Radiocesium distribution caused by tillage inversion affects the soil-to-crop transfer factor and translocation in agroecosystems.

ABSTRACT

This study reports the translocation of cesium-137 (137Cs) into deep soil layers, and the 137Cs transfer from soil to soybean in farmland under three tillage (no tillage, NT; rotary cultivation, RC; moldboard plow; MP) treatments and an undisturbed grassland (GL) at eight years after the Fukushima Dai-ichi Nuclear Power Plant (FDNPP) accident on 11 March 2011 in Japan.

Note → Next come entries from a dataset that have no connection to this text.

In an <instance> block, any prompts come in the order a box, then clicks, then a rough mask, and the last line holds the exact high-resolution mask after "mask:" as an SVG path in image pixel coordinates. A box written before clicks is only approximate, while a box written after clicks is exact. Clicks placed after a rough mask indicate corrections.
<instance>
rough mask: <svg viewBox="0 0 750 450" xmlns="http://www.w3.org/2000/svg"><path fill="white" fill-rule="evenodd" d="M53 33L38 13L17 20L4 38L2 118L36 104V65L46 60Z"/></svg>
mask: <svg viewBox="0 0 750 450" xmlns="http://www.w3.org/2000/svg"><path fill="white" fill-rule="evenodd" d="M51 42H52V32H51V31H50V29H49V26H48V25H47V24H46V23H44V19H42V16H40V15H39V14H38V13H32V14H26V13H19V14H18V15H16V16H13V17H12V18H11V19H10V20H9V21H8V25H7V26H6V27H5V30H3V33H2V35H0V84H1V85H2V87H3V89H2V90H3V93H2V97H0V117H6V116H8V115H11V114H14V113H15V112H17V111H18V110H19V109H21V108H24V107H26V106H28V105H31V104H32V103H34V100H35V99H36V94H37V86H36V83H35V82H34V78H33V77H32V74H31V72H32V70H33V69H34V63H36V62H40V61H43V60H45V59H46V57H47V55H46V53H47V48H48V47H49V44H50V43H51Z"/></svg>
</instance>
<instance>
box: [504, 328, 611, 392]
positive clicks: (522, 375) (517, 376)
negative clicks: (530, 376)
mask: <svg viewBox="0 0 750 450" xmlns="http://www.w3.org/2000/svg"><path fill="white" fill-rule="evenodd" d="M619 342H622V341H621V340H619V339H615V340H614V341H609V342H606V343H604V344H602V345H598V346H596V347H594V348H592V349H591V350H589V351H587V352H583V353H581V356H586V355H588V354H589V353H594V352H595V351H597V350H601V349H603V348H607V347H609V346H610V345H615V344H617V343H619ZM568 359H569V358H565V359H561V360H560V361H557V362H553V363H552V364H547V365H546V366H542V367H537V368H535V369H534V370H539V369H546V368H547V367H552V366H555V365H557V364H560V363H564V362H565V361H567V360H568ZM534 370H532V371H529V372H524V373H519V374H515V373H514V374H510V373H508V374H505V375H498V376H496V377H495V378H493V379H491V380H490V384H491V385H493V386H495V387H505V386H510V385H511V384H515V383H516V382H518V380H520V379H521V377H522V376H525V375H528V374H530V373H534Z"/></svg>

Tillage influences the 137Cs distribution in the 0-30 cm of soil; the distribution of 137Cs in the soil was uniform under RC and MP treatments, while in the grassland, most 137Cs was concentrated on the soil surface (0-2.5 cm). The center of vertical 137Cs radioactivity concentration (the thickness of the soil from surface which containing half of the 137Cs inventory) in GL was 5.5 cm, which was shallower than that in farmland (9.5 cm in NT, 13.6 cm in RC and 15.2 cm in MP). Hence, the total translocation distance of 137Cs 8 years after FDNPP accident showed the following trend GL (2.4 cm) < NT (7.0 cm) < RC (10.0 cm) < MP (12.3 cm). Meanwhile, a significant positive correlation was observed between 137Cs radioactivity concentration and organic carbon and nitrogen content in the soil. However, the 137Cs radioactivity concentration in soybean grains was negatively correlated with the center of vertical 137Cs radioactivity concentration but positively correlated with the ratio of exchangeable 137Cs (ExCs) and K content in the soil. The ExCs/K and 137Cs distributions in the soil were combined into a statistical model to predict the 137Cs radioactivity concentration in soybean grain. The results revealed the magnitude of the impact of 137Cs distribution on the 137Cs transfer from soil to crop. The addition of the 137Cs distribution dramatically improved the accuracy of the prediction model of 137Cs radioactivity concentration in soybean.